With regards to measuring g, and high IQs, you need to keep in mind regression towards the mean, which becomes fairly huge at the high range, even for fairly strongly correlated variables.
Other more subtle issue is that proxies generally fare even worse far from the mean than you’d expect from regression alone. I.e. if you use grip strength as a proxy for how quick someone runs a mile, that’ll obviously work great for your average person, but at the very high range—professional athletes—you could obtain negative correlation because athletes with super strong grip—weightlifters maybe? - aren’t very good runners, and very good runners do not have extreme grip strength. It’s not very surprising that folks like Chris Langan are at very best mediocre crackpots rather than super-Einsteins.
That may require prohibitively large sample sizes, i.e. not be testable.
At least for certain populations the sample sizes should be pretty large. Also a smaller-than-desired sample size doesn’t mean it’s not testable, all it means is that your confidence in the outcome will be lower.
proxies generally fare even worse far from the mean than you’d expect from regression alone
Yes, I agree. The tails are a problem in general, estimation in the tails gets very fuzzy very quickly.

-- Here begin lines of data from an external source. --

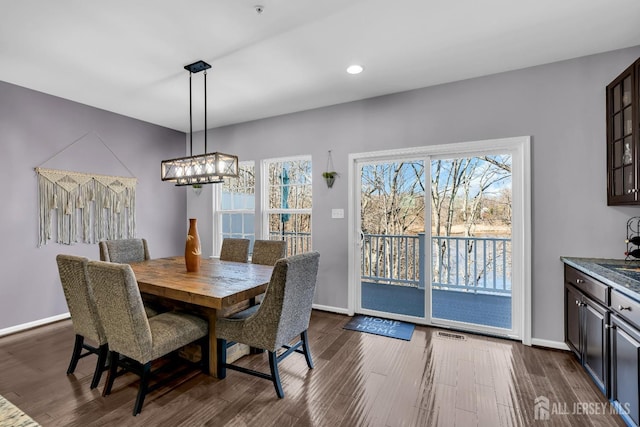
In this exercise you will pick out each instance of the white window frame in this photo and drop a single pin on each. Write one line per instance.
(264, 191)
(218, 211)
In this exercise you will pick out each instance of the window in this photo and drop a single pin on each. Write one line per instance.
(236, 206)
(287, 202)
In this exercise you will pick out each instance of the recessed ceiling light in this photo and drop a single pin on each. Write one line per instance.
(354, 69)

Yes, I agree. The tails are a problem in general, estimation in the tails gets very fuzzy very quickly.
And it seems to me that having studied math complete with boring exercises could help with understanding of that somewhat… all too often you see people not even ballpark by just how much necessary application of regression towards the mean affects the rarity.
Now that I’ve started to think about it, the estimation of the measurement error might be a problem.

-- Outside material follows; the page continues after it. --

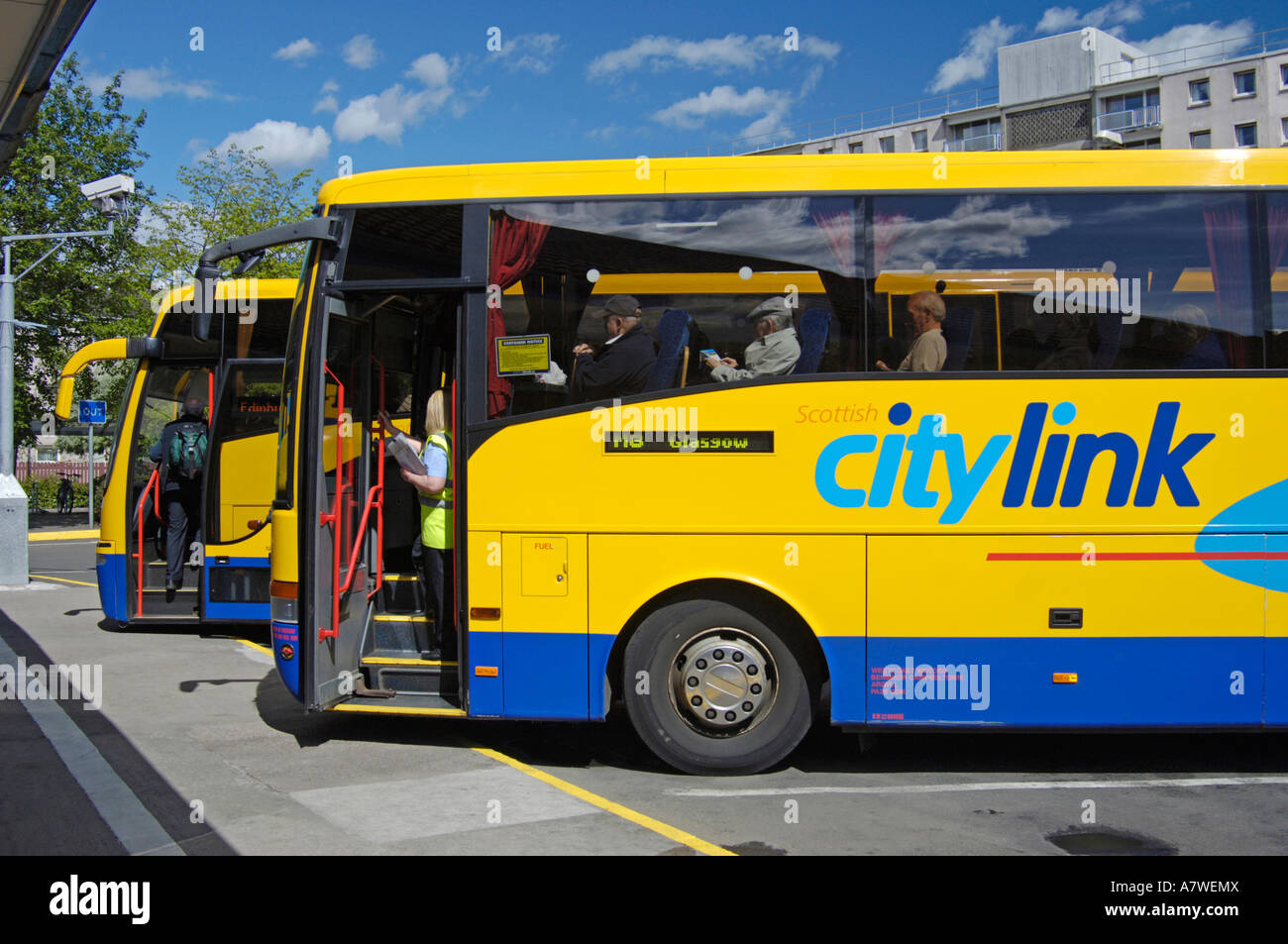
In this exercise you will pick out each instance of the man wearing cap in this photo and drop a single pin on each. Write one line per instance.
(625, 361)
(774, 352)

First we need to keep in mind the difference between precision and accuracy. Re-tests will only help with precision, obviously.
Moreover, given that we’re trying to measure g, it happens to be unobservable. That makes estimates of accuracy somewhat iffy. Maybe it will help if you define g “originally”, as the first principal component of a variety of IQ tests...
On the other hand, I think our measurement error estimates can afford to be guesstimates and as long as they are in the ballpark we shouldn’t have too many problems.
As to the empirical datasets, I don’t have time atm to go look for them, but didn’t US Army and such ran large studies at some point? Theoretically the results should be in public domain. We can also look at proxies (of the SAT/GRE/GMAT/LSAT/etc.) kind, but, of course, these are only imperfect proxies.
In any population other than the one for which the test has been normed to follow a normal distribution with mean of 100 and standard deviation of 15, yes, results need not be normally distributed or to have a standard deviation of 15.
When discussing a population with a mean IQ other than 100, it is automatically implied that it is not the population that the test has been normed for.
So, one of the known things is that standard deviation varies by race. For example, both the African American mean and variance are lower than the European American mean and variance.
To the best of my knowledge, few people have actually applied goodness of fit tests to IQ score distributions to check normality.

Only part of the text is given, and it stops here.